Свечка плакала воском, стекала, точно это жизнь струилась на стол.

«Сколько ее у меня осталось?» — подумал Стивр, а вслух спросил:

— Как же быть-то? Вот ты говорила, что пять ведьм объединились. Ты себе противоречила. Выходит, что вы можете сообща действовать.

— Ты хочешь эту миссию на себя взвалить? Ты все еще надеешься стать героем, которого будут прославлять в веках? Попробуй. Может, у тебя и получится. Ты ведь один раз уже стал таким героем, но тебя успели уже забыть. — Она замолчала, подумав о чем-то своем, и продолжила: — Представляешь, как трудно жить вечно, когда все, что бы ты ни сделал, забудется быстрее, чем ты умрешь. Со временем возникает мысль — зачем все это? Зачем что-то предпринимать? Жизнь не имеет никакого смысла, — Леонель вновь на миг ушла в собственные мысли, — прости, если чем-то тебя обидела.

— Чем же ты меня обидеть могла?

— Ну ведь тебе отпущено меньше, чем мне. Слышать это из уст пятнадцатилетней на вид девочки было смешно.

— Ха, что ты так на меня смотришь? — вскипела Леонель. — Я тебя втрое старше. Но я тоже смертна. Сейчас годы-то почти незаметно пролетают. Я не меняюсь. Совсем. Чуть повзрослела, когда ты в ущелье сражался.

— Да? Почему? — удивился Стивр.

— Ты там что-то применял, от чего магическая энергия исчезала. Ее точно выкачивали. Это я помимо святой воды говорю. Это я про твои адовы трубы.

— Это не имело к магии никакого отношения.

— Я знаю, знаю. Но понимаешь, в этом мире есть либо магия, либо что-то другое, и вот если этого чего-то другого становится все больше, то меньше остается магии.

— Выходит, все изобретения уничтожают магию? — Да.

— Плохо.

— Отчего же?

— Ты должна на меня сердиться. Насколько ты из-за меня состарилась?

— Повзрослела, — засмеялась Леонель, — если бы мне было не втрое больше, чем тебе, а раз в десять, вот тогда я на тебя сердилась бы.

— Я не буду больше применять то оружие.

— Почему?

— Я хочу, чтобы ты была вечно молодой.

— Не получится. Лет через двести я начну стареть.

— Двести, — протянул Стивр, — а я уже через двадцать начну превращаться в развалину. Двести! Но если я применю то оружие, ты начнешь стареть раньше?

— Конечно.

— И действие магии станет ослабевать?

— Да. Я же говорила об этом. Сейчас вообще труднее ее применять, чем сто, а уж тем более двести лет назад. Мир меняется.

— Пусть остаются мечи, стрелы и копья. Доброе старое оружие. Я не хочу, чтобы мир менялся.
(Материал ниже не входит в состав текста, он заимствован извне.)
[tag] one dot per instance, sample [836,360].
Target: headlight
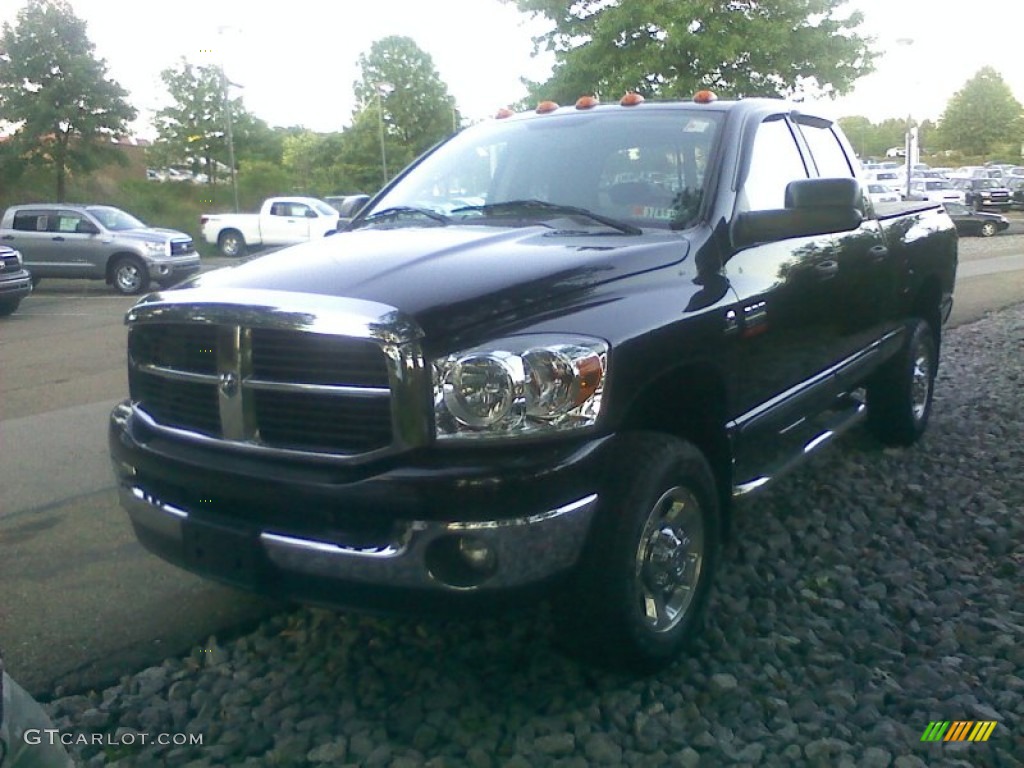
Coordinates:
[525,385]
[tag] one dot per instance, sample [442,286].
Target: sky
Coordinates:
[296,61]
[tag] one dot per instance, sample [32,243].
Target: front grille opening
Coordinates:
[180,404]
[315,422]
[181,346]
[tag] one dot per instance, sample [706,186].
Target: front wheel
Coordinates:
[899,395]
[129,275]
[231,244]
[639,593]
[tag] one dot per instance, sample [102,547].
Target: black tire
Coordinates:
[639,593]
[899,395]
[231,244]
[129,275]
[7,306]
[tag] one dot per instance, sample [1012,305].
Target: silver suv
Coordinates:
[97,243]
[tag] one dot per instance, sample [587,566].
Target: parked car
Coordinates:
[347,206]
[454,403]
[15,281]
[969,221]
[281,221]
[888,177]
[983,194]
[1016,186]
[97,242]
[882,194]
[935,190]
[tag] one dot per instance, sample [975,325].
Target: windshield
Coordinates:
[623,167]
[115,219]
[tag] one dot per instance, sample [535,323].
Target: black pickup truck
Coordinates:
[544,361]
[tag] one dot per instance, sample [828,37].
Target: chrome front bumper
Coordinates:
[426,554]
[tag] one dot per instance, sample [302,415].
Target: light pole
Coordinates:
[910,154]
[228,132]
[380,126]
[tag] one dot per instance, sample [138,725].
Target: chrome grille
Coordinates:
[317,358]
[269,379]
[181,247]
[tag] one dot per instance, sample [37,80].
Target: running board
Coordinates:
[851,412]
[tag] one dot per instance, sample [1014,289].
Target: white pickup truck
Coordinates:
[282,221]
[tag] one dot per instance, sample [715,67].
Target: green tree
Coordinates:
[57,93]
[672,48]
[193,129]
[415,103]
[359,164]
[982,118]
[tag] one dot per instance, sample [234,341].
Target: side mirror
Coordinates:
[353,204]
[818,206]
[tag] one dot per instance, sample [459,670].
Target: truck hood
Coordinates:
[455,278]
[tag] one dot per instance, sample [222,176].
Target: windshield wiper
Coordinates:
[535,207]
[397,211]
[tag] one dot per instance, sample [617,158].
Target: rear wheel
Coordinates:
[639,594]
[129,275]
[231,244]
[7,306]
[899,395]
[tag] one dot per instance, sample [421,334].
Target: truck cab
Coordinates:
[544,363]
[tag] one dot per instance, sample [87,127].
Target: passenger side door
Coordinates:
[865,283]
[77,245]
[287,224]
[30,236]
[783,327]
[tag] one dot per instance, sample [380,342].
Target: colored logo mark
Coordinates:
[958,730]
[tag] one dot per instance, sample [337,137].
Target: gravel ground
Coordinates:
[866,595]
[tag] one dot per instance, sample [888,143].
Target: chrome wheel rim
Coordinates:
[670,559]
[921,379]
[129,278]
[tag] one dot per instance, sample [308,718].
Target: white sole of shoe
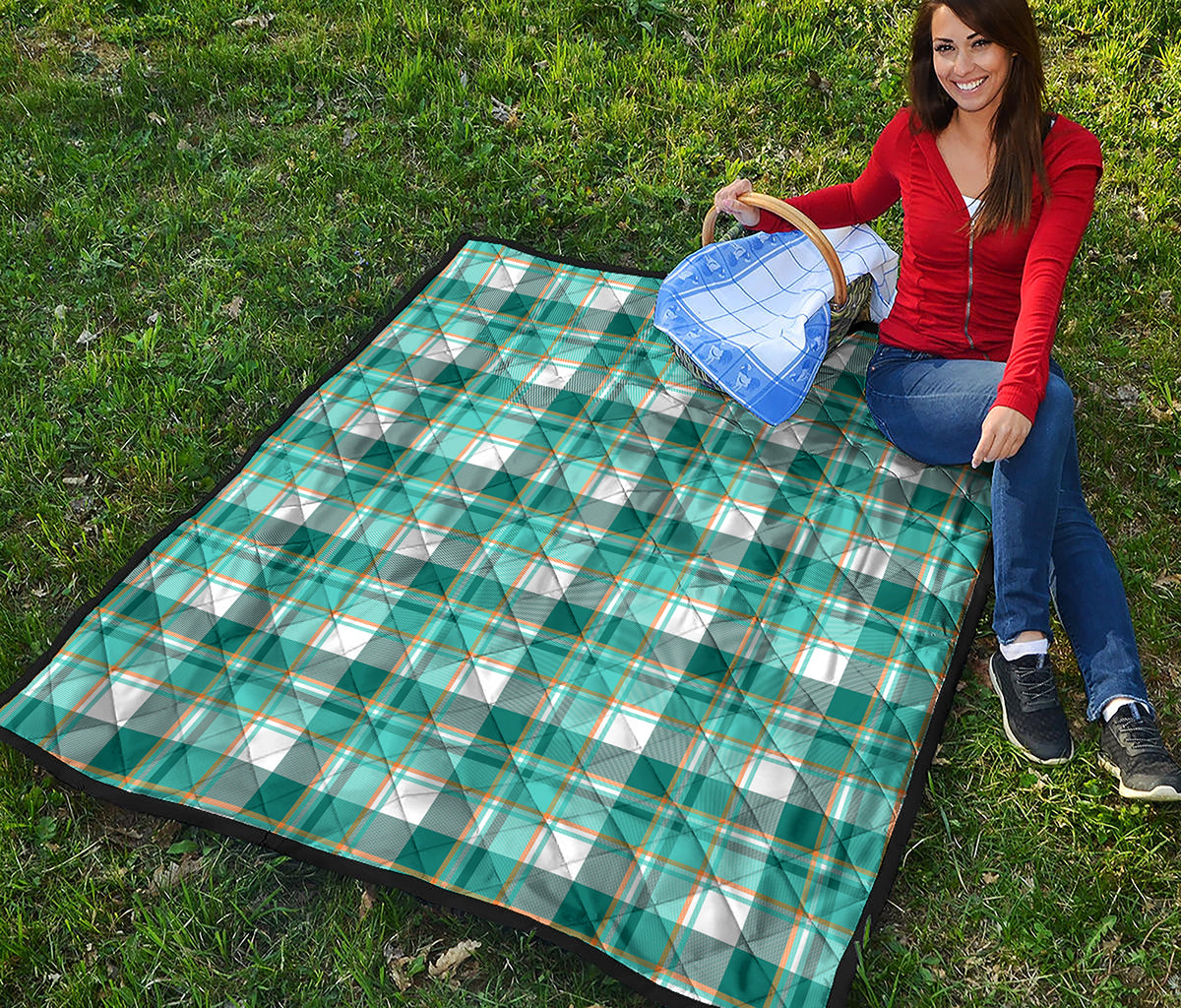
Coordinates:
[1057,761]
[1162,791]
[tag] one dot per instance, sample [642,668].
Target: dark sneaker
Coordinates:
[1028,703]
[1132,748]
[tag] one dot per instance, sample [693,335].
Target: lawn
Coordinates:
[202,204]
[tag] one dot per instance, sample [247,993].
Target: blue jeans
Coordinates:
[1045,542]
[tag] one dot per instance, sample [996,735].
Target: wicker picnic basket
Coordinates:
[848,304]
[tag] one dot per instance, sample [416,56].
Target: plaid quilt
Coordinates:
[511,611]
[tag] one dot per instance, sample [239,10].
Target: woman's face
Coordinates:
[971,68]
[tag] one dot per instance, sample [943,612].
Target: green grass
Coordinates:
[222,210]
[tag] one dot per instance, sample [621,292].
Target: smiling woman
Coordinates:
[996,195]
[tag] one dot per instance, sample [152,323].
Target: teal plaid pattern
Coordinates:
[512,605]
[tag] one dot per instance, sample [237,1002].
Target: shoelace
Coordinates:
[1141,737]
[1036,684]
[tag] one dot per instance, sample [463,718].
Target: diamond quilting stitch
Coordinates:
[583,647]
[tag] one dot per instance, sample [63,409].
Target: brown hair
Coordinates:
[1019,125]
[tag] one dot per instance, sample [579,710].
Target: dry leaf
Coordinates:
[253,22]
[166,876]
[369,900]
[506,113]
[396,961]
[453,957]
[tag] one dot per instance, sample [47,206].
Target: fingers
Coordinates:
[725,200]
[1002,435]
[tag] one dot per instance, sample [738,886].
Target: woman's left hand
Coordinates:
[1002,435]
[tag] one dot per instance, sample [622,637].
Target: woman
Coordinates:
[996,198]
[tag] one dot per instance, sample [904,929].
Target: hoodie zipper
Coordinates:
[967,305]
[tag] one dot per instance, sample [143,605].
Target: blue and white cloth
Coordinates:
[754,313]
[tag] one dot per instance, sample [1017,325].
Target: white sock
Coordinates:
[1020,649]
[1113,706]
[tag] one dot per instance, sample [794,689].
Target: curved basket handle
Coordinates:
[792,217]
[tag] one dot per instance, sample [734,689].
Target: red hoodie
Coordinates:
[993,296]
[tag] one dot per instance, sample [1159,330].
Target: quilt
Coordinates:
[512,612]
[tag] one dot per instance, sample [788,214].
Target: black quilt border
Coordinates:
[418,886]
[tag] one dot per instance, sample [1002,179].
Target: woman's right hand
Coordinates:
[725,200]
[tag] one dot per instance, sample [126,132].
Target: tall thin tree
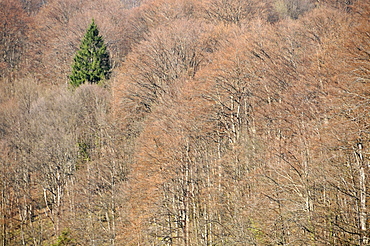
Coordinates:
[91,62]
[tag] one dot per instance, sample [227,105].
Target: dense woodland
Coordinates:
[224,122]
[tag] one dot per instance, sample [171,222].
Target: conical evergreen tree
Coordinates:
[91,62]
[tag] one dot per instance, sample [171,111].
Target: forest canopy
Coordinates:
[240,122]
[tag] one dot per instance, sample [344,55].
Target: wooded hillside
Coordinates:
[222,122]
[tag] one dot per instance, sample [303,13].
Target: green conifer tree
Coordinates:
[91,62]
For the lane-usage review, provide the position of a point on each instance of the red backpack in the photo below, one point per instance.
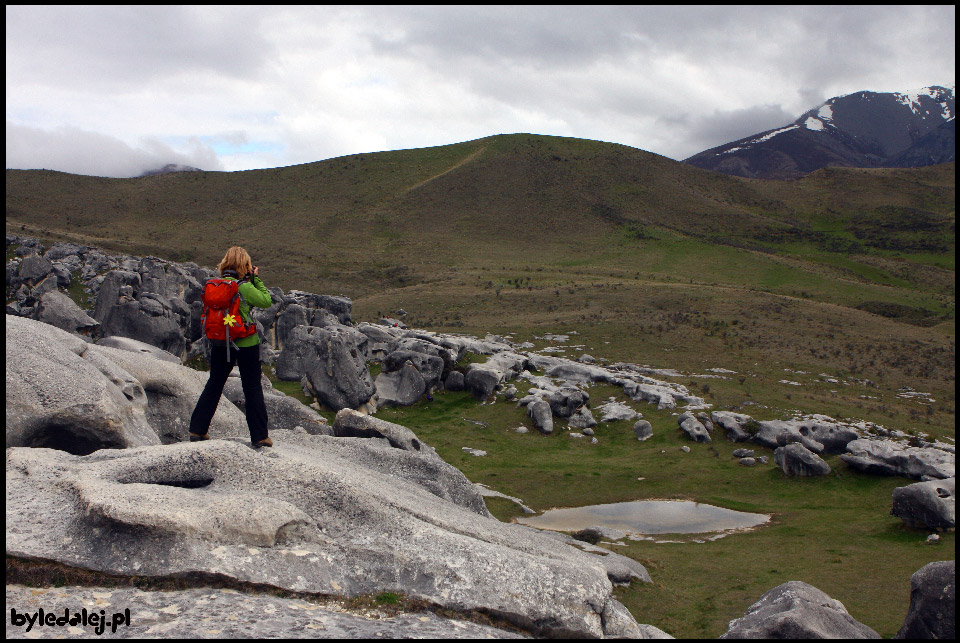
(222, 321)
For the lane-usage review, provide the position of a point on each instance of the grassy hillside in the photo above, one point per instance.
(830, 294)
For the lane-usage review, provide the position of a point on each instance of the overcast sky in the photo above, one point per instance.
(114, 91)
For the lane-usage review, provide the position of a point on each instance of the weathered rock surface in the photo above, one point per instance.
(614, 411)
(927, 505)
(59, 310)
(226, 613)
(127, 344)
(482, 381)
(796, 460)
(643, 430)
(283, 411)
(796, 610)
(329, 362)
(539, 412)
(402, 387)
(60, 395)
(565, 401)
(733, 424)
(301, 516)
(693, 428)
(933, 603)
(886, 457)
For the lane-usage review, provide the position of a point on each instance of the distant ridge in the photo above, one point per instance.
(171, 167)
(863, 130)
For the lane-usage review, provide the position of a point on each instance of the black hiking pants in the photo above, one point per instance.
(248, 359)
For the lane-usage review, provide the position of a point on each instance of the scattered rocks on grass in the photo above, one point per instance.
(796, 610)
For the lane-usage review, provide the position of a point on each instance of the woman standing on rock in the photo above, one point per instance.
(231, 332)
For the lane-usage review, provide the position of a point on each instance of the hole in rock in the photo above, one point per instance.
(73, 439)
(198, 483)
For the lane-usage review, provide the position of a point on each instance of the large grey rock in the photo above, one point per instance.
(60, 395)
(796, 610)
(734, 424)
(229, 614)
(927, 505)
(796, 460)
(353, 424)
(301, 517)
(402, 387)
(127, 344)
(693, 428)
(330, 363)
(172, 392)
(482, 381)
(128, 305)
(283, 411)
(643, 430)
(933, 603)
(614, 411)
(565, 401)
(582, 419)
(383, 340)
(455, 381)
(539, 412)
(774, 433)
(33, 269)
(57, 309)
(887, 457)
(429, 366)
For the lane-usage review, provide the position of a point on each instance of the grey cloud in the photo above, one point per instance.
(699, 133)
(69, 149)
(107, 46)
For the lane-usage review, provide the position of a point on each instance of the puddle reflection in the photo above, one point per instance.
(645, 517)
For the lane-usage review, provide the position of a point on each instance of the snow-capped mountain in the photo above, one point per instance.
(863, 129)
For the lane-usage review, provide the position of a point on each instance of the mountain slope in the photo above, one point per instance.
(864, 129)
(362, 222)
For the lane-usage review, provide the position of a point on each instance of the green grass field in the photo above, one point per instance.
(845, 274)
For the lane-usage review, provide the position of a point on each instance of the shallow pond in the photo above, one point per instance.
(644, 517)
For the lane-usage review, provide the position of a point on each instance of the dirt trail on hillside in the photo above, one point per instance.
(465, 160)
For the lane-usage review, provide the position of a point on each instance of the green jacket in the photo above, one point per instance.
(254, 294)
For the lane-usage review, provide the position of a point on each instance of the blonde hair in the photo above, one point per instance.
(236, 259)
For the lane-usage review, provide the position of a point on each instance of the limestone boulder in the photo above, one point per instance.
(172, 392)
(401, 387)
(887, 457)
(303, 516)
(430, 367)
(539, 412)
(565, 401)
(796, 460)
(59, 395)
(330, 363)
(796, 610)
(927, 505)
(643, 430)
(227, 613)
(933, 603)
(127, 344)
(57, 309)
(582, 419)
(455, 381)
(482, 381)
(283, 411)
(693, 428)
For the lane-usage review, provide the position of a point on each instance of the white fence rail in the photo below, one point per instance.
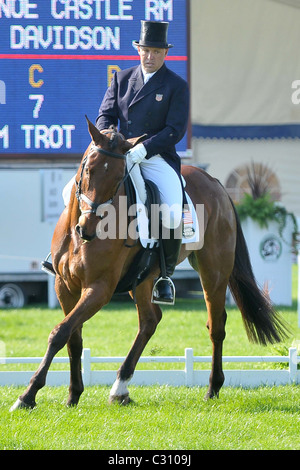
(188, 376)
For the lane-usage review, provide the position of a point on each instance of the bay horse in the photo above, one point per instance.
(88, 269)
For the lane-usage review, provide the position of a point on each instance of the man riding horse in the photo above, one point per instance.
(150, 98)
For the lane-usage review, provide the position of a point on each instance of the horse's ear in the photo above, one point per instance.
(95, 134)
(136, 140)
От таких разговоров только один результат — не выспишься и вставать утром совсем трудно. Стивр об этом знал, но девушку не хотел прерывать.

— Давай спать ложиться, пустые все это разговоры. — Леонель тряхнула головой, волосы заволновались.

— Давай, — согласился Стивр.

Ему трудно было отвести от девушки взгляд, хотя свечка почти догорела, огонек стал совсем крошечным. Леонель обхватила его пальцами и затушила. Вспомнив, как он танцевал и какие очертания принимал, Стивру жалко стало, что его больше нет. Вдруг показалось, что умерло живое существо, к которому он успел привязаться. Но огонек на кончике свечки живет еще меньше, чем насекомое, его век короче, чем у кузнечика или сверчка, что выводит ночами свои трели и мешает спать. Впрочем, нет. Напротив, спать под них даже лучше. Они напоминают колыбельные. Чтобы любая комната, любой дом вдруг стал уютнее, надо с собой коробочку носить со сверчком. Выпустишь его вечером на свободу, он забьется в уголок, начнет песенку петь — сразу на душе приятнее и теплее становится. Это все равно что горсть родной земли, завернутую в платочек, с собой носить. Она ведь в трудную минуту поможет. Может, и не вырастут из нее воины, если ее бросить в чужую землю, но с ней как-то надежнее. Вот так и сверчок. Ведь как без домового в доме жить? А домовой в гостинице редко заводится, потому что люди в них не задерживаются, как река, все бегут и бегут куда-то.